HAS THE ABOVE EVER HAPPENED TO YOU?? :)


    STYMIED?  Here are some songwriting tips which may be of use to you:  They include some basic music theory [don't freak - they are as simple as the alphabet or simple counting of numbers.]

    Also some general "rules of thumb" which I also think you will find helpful.

    So... Here we go:


Songwriting Tips - General:

   ON THE NEED FOR FAMILIARITY IN ART, AND MUSIC:

    * "A work of art must in some way model or demonstrate a possible human situation or experience. Otherwise it will not evoke a response."

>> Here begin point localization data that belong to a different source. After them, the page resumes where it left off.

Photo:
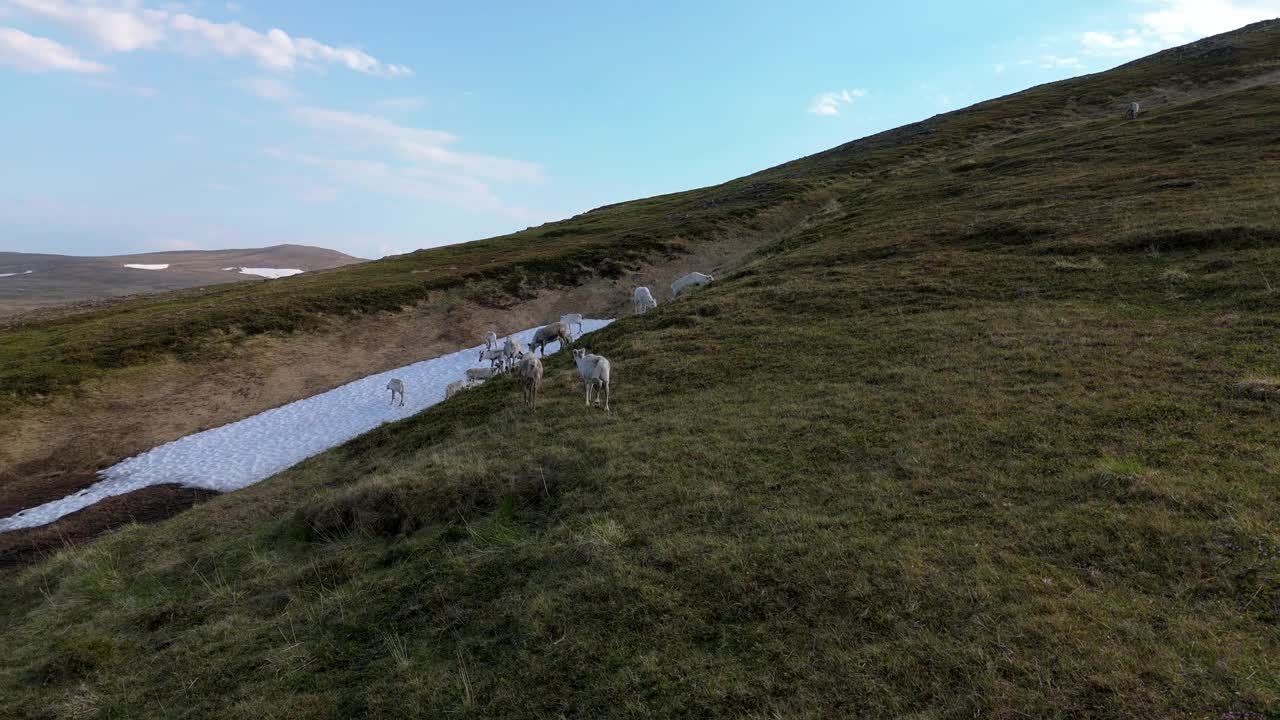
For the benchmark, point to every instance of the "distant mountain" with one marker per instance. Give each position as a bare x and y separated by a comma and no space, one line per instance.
32,281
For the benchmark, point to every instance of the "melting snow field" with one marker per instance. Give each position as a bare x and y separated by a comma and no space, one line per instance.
251,450
270,272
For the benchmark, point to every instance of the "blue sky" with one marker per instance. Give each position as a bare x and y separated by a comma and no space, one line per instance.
375,128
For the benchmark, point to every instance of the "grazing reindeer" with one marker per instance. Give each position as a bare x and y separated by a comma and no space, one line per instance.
530,378
643,301
397,387
549,333
594,370
572,319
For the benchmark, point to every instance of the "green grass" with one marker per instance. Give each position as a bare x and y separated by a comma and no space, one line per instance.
899,464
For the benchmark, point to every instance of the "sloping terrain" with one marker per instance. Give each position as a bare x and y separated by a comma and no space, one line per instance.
990,431
32,281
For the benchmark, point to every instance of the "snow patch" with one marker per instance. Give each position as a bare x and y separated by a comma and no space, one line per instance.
251,450
270,272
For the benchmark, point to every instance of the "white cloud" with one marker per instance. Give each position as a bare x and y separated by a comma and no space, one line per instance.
421,147
138,90
117,30
123,26
1198,18
401,104
1055,62
268,89
318,195
830,103
1105,42
39,54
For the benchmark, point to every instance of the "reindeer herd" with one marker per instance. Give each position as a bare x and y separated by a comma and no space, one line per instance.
512,355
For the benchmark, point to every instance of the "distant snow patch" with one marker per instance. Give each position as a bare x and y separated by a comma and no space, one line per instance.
270,272
251,450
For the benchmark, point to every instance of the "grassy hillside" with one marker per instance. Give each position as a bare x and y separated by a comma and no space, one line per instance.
55,355
993,433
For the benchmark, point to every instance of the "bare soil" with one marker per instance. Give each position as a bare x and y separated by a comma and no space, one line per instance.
51,451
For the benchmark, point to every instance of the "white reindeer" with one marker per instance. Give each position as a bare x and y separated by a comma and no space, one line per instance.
397,387
551,333
479,374
691,279
530,378
496,356
512,351
594,370
572,319
643,301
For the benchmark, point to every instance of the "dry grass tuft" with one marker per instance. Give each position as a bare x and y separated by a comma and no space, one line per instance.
1078,265
1257,388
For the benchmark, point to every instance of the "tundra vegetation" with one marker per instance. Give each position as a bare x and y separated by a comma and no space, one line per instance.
896,464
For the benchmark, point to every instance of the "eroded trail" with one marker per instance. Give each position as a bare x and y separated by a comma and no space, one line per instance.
251,450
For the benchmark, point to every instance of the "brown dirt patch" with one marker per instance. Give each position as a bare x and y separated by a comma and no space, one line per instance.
22,547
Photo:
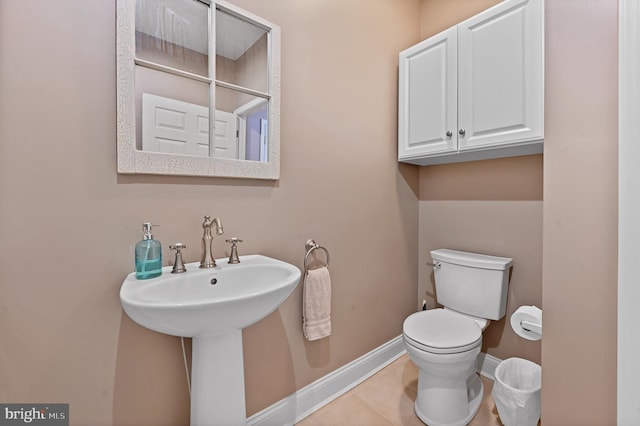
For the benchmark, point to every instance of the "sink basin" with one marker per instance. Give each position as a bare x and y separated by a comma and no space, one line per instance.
207,302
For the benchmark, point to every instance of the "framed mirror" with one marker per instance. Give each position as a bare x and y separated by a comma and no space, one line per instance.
198,90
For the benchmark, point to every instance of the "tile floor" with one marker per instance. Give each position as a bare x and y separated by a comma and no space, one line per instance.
387,398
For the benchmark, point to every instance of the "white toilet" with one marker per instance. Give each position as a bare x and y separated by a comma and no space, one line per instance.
445,343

    * "Great works of art provide society with benefits every bit as useful as the benefits derived from scientific research." - [from the book: "How Music Really Works"]

    "DOES ART HAVE ANY "RULES"?"

    "Artists working with language manipulate words [...] to create works of art such as novels, plays, and song lyrics. Successful artists who use language innovate with words and grammar.

    "But, they preserve enough of the language's commonly-used vocabulary and observe enough of its grammatical rules to ensure reasonable audience accessibility.

    "If an artist working with language employs too much [uncommon] grammar and too many twists of vocabulary, the novel or play or song lyric becomes incomprehensible.

    "Without adequate adherence to convention, audiences find the work inaccessible and simply turn away from it, confused and irritated." - [from the book: "How Music Really Works"]

    And on this point, the author has LEONARD BERNSTEIN weigh in:

    "All music—whether folk, pop, symphonic, modal, tonal, atonal, polytonal, microtonal, well-tempered, ill-tempered, music from the distant past or imminent future—all of it has a common origin in the universal phenomenon of the Harmonic Series."
    — LEONARD BERNSTEIN - from "THE UNANSWERED QUESTION" - The Harvard Lectures

     [see diagram of how all strings vibrate, below - this is the "origin" of the Harmonic Series]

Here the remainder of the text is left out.